Mvine director Frank Joshi said the company, which had started working on the passports to demonstrate test results, later acquired more funding to switch into vaccination passporting.
The Government-backed trial will be overseen by two directors of public health in local authorities and is expected to last until March – right through the third national lockdown.
However, the locations have yet to be agreed, according to the Telegraph.
The trial is expected to show how the passports can be used to help the NHS keep track of the number of people that have received their first or second jab.
iProov boss Andrew Bud told the paper: ‘We’re talking about a piece of remarkable technology that can be brought to bear and can be readily integrated with the NHS.’
Both companies added that if the vaccine passports prove successful, the project could be rolled out to millions of people across the country.
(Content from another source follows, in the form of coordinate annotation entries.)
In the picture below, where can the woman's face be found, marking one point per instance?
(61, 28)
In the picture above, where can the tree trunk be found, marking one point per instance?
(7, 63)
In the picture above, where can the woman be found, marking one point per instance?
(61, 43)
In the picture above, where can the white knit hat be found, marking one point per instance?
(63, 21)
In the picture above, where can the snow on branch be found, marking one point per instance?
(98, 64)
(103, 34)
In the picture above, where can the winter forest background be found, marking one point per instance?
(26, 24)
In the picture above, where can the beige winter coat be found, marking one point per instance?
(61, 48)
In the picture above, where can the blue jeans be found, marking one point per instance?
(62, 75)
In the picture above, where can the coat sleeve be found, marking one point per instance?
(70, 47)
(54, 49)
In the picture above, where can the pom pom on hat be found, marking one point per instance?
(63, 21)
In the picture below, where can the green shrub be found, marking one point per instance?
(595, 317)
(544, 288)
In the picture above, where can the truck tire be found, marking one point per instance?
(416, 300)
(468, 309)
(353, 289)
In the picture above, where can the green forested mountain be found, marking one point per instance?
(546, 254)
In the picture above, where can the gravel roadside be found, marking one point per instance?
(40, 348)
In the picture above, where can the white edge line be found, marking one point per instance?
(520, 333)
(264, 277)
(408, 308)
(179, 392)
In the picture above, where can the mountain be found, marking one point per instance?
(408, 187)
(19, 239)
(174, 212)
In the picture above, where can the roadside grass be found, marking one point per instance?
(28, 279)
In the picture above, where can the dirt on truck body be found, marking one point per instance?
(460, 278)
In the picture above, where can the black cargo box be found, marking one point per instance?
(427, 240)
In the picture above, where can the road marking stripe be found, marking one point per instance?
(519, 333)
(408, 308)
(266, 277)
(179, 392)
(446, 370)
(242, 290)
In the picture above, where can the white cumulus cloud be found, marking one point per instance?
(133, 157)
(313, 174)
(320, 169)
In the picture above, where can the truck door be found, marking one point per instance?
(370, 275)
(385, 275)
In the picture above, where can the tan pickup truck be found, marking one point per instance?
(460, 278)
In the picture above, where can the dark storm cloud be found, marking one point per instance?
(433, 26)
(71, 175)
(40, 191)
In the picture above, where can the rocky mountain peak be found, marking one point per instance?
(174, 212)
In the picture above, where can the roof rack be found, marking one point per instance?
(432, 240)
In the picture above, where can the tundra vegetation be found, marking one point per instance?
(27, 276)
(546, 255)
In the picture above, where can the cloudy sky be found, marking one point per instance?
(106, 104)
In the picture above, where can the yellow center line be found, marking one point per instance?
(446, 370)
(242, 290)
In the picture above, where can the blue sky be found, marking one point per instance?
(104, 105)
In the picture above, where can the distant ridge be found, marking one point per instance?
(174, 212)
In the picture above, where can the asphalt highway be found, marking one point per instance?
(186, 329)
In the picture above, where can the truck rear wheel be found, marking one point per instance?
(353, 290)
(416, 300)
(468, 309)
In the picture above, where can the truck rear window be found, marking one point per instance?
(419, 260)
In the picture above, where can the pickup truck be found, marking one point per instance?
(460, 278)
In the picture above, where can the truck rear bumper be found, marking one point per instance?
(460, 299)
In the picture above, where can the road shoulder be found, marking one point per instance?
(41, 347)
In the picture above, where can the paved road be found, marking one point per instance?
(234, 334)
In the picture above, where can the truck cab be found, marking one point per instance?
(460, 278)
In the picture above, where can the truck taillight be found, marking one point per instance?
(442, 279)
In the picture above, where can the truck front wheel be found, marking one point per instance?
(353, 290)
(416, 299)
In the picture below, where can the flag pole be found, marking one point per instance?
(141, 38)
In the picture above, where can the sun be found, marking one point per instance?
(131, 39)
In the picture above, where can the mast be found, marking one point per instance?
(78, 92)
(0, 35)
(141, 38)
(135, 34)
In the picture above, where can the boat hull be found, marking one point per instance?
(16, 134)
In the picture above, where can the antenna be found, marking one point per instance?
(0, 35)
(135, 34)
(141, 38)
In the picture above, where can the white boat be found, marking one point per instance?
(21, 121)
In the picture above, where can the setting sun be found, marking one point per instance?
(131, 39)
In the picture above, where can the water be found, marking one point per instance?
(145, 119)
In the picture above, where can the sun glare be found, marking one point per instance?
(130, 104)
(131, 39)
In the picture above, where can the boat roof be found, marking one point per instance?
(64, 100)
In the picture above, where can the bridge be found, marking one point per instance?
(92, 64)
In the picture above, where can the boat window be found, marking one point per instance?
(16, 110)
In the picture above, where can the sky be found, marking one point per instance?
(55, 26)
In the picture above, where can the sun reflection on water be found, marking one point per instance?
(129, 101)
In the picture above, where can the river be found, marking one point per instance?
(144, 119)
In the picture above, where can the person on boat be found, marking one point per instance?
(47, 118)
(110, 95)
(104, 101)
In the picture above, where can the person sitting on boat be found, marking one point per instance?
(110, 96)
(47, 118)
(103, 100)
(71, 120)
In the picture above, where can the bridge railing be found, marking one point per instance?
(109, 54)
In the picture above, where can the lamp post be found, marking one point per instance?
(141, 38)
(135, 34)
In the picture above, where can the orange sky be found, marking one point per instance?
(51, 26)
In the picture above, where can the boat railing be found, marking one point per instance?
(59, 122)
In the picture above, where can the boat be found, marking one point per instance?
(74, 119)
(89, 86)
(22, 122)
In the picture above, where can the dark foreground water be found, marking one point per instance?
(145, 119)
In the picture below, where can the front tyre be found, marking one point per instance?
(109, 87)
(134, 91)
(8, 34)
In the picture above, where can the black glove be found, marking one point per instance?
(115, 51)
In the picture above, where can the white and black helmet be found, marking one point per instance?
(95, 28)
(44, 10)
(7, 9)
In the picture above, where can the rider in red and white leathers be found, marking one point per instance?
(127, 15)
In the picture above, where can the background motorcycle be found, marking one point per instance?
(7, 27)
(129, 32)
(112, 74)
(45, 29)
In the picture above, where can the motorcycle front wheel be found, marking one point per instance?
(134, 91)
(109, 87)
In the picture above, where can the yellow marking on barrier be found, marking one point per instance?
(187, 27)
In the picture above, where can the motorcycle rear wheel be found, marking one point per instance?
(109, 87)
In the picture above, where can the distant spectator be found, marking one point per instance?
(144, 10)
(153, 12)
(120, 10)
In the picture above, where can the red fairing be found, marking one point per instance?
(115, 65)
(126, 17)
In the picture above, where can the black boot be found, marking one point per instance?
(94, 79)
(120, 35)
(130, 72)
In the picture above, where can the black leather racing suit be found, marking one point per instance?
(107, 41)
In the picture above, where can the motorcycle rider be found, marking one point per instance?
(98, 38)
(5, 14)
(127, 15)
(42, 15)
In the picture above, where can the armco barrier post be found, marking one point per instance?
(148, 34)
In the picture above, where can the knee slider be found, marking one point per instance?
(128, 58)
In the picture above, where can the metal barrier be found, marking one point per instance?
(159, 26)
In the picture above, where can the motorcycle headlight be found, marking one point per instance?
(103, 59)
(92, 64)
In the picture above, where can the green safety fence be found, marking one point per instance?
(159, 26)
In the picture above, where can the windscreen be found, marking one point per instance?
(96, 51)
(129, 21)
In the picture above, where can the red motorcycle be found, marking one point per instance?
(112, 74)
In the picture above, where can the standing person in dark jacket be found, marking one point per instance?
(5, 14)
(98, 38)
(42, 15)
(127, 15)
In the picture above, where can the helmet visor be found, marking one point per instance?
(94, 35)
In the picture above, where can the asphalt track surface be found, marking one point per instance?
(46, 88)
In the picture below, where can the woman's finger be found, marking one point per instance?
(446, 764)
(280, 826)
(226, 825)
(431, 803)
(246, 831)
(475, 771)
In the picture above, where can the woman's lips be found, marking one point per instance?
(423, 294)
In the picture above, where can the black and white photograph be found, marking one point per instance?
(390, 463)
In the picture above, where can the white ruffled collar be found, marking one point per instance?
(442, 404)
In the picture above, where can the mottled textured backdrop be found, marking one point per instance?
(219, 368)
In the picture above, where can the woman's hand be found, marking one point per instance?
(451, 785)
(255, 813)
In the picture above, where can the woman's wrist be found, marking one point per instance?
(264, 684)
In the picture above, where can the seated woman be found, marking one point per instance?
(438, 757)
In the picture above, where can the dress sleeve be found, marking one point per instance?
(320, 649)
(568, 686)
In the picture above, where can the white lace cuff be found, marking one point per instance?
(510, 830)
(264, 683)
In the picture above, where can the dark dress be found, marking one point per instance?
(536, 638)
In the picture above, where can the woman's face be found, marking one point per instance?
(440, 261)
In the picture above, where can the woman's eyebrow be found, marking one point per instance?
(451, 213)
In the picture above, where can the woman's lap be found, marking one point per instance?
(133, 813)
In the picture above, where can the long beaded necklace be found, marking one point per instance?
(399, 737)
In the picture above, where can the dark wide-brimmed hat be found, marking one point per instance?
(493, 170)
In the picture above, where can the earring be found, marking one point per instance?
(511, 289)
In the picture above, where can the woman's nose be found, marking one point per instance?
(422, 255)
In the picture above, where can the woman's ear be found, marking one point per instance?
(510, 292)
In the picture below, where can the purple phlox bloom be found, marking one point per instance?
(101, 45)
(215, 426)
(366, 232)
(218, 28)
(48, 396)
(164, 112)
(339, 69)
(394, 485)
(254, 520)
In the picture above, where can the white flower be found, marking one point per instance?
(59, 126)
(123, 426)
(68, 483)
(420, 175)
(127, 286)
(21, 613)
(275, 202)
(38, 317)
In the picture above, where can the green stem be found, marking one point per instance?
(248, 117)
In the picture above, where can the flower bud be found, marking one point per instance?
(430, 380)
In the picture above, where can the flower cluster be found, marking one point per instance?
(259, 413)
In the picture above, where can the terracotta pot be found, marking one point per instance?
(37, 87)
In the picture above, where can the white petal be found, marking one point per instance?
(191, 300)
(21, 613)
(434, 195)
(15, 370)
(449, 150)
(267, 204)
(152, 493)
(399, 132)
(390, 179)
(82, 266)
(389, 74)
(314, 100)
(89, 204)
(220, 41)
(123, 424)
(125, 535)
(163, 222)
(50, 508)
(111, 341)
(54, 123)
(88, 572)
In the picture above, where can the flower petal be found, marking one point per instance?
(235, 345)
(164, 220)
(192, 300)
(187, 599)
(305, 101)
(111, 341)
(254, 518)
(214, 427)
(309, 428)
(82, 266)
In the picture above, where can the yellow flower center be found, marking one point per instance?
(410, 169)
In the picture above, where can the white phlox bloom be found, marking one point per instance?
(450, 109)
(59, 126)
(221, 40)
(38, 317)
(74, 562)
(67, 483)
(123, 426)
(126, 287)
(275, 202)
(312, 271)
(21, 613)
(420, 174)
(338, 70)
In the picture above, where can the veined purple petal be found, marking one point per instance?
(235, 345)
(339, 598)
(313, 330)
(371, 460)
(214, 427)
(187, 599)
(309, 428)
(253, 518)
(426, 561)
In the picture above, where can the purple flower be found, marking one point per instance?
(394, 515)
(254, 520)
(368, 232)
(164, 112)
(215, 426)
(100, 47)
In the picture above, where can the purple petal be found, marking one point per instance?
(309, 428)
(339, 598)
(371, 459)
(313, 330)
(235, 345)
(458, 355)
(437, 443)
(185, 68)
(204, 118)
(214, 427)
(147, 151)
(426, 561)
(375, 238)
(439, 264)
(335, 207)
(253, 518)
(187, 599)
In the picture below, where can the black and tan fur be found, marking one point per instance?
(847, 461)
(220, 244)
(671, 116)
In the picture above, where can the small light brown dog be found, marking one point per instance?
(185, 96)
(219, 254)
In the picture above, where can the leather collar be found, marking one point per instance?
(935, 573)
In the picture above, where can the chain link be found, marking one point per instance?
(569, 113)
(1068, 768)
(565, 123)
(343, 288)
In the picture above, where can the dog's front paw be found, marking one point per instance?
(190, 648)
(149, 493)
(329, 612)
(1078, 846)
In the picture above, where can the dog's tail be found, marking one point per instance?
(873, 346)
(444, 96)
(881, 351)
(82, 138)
A spokesman for the Department of Health said: ‘As large numbers of people from at risk groups are vaccinated, we will be able to gather the evidence to prove the impact on infection rates, hospitalisation and reduced deaths. If successful, this should in time lead to a reassessment of current restrictions.’
The Government has contradicted itself on the implementation of vaccine passports, with Michael Gove saying they were ‘not the plan’ while Boris Johnson’s vaccine tsar Nadhim Zahawi said they were ‘looking at the technology’.
Mr Zahawi later told a Westminster Hall debate on Covid-19 inoculation there were ‘absolutely no plans for vaccine passporting’ and said ‘mandating vaccinations is discriminatory and completely wrong’.
Health Secretary Matt Hancock last week also denied plans to implement passporting, telling the Spectator: ‘It’s not an area that we’re looking at.’
The policy has sparked concern that the passports could discriminate against people who must not be vaccinated, such as pregnant women. Others fear it could keep non-vaccinated Britons under house arrest until they have a jab.
The idea of introducing vaccination certifications has already been floated in Europe, with Greek ministers suggesting that EU countries adopt a ‘standardised’ vaccine passport in order to promote travel and boost the industry.
In a letter to EU Commission chief Ursula von der Leyen, Greek PM Kyriakos Mitsotakis suggested: ‘Persons who have been vaccinated should be free to travel.
‘It is urgent to adopt a common understanding on how a vaccination certificate should be structured so as to be accepted in all member states’.
The governments of Estonia, Hungary, Iceland, Spain, Denmark and Belgium have all hinted that they would support such a scheme – although the idea is already raising concerns about privacy and data-sharing.
It comes as No10 considers tightening the third national lockdown by imposing Chinese-style curfews, outdoor mask mandates and 10ft social distancing – as well as the closure of nurseries and limits on exercise.